Hüseyin KÖMÜR – TOKAT – Birlik Haber Ajansı (BHA)
Anayasa Komisyon Başkanı Beyazıt, açılış konuşmasında; “Gündemimizdeki 2/4779 esas numaralı Türkiye Cumhuriyeti Anayasasında Değişiklik Yapılmasına Dair Kanun Teklifine bakıldığında; Türkiye Cumhuriyeti Anayasasının 24’üncü ve 41’inci olmak üzere, 2 maddesinde değişiklik ihtiva eden bir teklif olduğu görülmektedir. Teklifin birinci maddesi, Anayasanın “Din ve vicdan hürriyeti” başlıklı 24. Maddesinde, kadınların başörtülü ya da başörtüsüz olmaları nedeniyle ayrımcılığa maruz kalmaması ve temel hak ve hürriyetlerden eşit olarak faydalanabilmelerini temin hususundaki değişikliği içermektedir. Teklifin ikinci maddesi ise; Anayasanın “Ailenin korunması ve çocuk hakları” başlıklı 41. maddesine, evlilik birliğinin ancak kadın ve erkeğin evlenmesiyle kurulabileceği şeklinde, kanunlarla aynı doğrultuda, açıklayıcı bir ekleme yapılmasına ilişkindir. Anayasanın 24. maddesi, malumunuz olduğu üzere, “Temel hak ve ödevler” başlıklı 2. Kısmın, “Kişinin hakları ve ödevleri” başlıklı ikinci Bölümünde yer almaktadır. Buna göre “Herkes, vicdan, dini inanç ve kanaat hürriyetine sahiptir.” Anayasamız din ve vicdan hürriyetini mutlak şekilde tanımış ve kişinin dini inancı nedeniyle kınanamayacağı ve suçlanamayacağı hususunu da yine bu madde ile düzenlemiştir” diyerek bilgi verdi.

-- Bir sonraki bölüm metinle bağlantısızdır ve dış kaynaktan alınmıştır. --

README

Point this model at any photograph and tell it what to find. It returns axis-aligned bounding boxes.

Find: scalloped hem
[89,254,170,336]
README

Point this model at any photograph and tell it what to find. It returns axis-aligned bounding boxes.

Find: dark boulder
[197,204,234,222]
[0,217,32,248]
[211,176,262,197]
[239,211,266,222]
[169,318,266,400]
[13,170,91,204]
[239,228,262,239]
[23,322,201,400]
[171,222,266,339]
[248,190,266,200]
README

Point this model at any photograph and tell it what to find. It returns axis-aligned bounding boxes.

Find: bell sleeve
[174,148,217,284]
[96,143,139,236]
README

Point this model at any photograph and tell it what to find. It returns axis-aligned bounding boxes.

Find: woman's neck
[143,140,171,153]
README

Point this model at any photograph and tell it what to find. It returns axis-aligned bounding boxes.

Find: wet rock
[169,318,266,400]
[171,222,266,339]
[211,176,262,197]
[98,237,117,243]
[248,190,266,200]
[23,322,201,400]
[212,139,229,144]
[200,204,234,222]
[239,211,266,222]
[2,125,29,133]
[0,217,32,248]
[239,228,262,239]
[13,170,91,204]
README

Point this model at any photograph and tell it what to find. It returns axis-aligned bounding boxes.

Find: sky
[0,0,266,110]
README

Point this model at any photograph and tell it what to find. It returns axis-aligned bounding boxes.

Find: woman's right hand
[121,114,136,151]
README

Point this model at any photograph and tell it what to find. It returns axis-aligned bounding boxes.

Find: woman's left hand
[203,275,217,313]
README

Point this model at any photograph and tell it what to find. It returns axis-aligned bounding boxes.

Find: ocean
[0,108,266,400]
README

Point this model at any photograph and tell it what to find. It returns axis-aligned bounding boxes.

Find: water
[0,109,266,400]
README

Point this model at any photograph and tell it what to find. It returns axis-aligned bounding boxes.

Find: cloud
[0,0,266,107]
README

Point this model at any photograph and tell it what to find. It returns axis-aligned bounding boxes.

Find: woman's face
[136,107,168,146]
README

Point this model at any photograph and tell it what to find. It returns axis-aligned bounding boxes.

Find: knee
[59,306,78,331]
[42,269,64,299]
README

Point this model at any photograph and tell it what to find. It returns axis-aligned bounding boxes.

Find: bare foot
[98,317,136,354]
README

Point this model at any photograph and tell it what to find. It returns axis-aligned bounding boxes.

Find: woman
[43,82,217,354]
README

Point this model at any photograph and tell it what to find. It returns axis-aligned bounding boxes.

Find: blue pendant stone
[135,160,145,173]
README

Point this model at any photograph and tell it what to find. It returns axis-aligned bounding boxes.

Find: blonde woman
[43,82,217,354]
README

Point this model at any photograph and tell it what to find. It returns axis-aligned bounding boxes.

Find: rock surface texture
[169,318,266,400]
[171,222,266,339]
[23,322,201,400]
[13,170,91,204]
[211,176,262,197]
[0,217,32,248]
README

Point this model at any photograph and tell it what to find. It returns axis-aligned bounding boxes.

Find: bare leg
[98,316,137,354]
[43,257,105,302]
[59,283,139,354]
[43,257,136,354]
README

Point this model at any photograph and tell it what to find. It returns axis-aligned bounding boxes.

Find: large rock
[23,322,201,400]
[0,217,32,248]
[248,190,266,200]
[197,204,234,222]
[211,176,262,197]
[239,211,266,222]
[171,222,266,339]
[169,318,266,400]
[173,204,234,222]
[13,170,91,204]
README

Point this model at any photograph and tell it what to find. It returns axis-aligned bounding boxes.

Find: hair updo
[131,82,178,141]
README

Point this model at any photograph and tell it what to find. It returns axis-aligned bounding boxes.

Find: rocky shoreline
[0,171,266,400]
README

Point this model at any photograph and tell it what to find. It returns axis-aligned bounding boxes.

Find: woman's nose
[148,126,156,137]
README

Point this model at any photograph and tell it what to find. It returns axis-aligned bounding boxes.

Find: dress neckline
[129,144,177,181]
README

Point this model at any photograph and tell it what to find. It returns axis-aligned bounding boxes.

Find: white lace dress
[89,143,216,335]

BAŞÖRTÜSÜNÜ YASAKLAYAN BİR KANUN OLMAMASINA RAĞMEN BAŞÖRTÜSÜ YASAĞI UYGULANDI
Yusuf Beyazıt ardından konuşmasını şöyle sürdürdü: “Bilindiği üzere yakın denilebilecek bir zamanda İdarenin yaptığı düzenlemelerle ve uygulamalarla başörtüsü yasaklanmış ve bu durum toplumun pek çok kesimini etkilemiştir. Başörtüsünü yasaklayan bir kanun olmamasına rağmen; ne yazık ki, Ülkemizde yıllarca başörtüsü yasağı uygulanmış, bir daha asla görmek istemeyeceğimiz mağduriyetler ortaya çıkmıştır. Başörtüsü nedeniyle haksızlığa uğrayan, başörtüsü zorla açılmaya çalışılan kızlarımıza, kadınlarımıza yaşatılan trajedi bir dönemin kara lekesi olarak tarihe geçmiştir. Üniversite koridorlarında itilip kakılan, sırf başları örtülü diye derslere giremeyen, bırakın kamuda istihdam edilmeyi, başları örtülü olduğu için kamu binalarına alınmayan, başörtülü fotoğrafı nüfus cüzdanına dahi basılmayan, vatandaş olmanın getirdiği anayasal haklarını kullanamayan ve böylece mağduriyet üstüne mağduriyet yaşatılan kadın manzaraları çok uzağımızda değil. Çocuklarının diploma ya da yemin törenlerine alınmayan anneleri, üniversitelerde kurulan ikna odalarını da kimsenin unutabileceğini zannetmiyorum. Sadece kadınlar mı mağdur olan? Kızı başörtüsü nedeniyle eğitim hakkını kullanamadığında, okulu bırakmaya karar verdiğinde, yıllarca verdiği emeği düşünüp gözyaşını içine akıtan babalar; eşi kamuda soruşturma üstüne soruşturma geçirip işten çıkarılan eşler de mağdur edildi bu Ülkede.” (Birlik Haber Ajansı-BHA)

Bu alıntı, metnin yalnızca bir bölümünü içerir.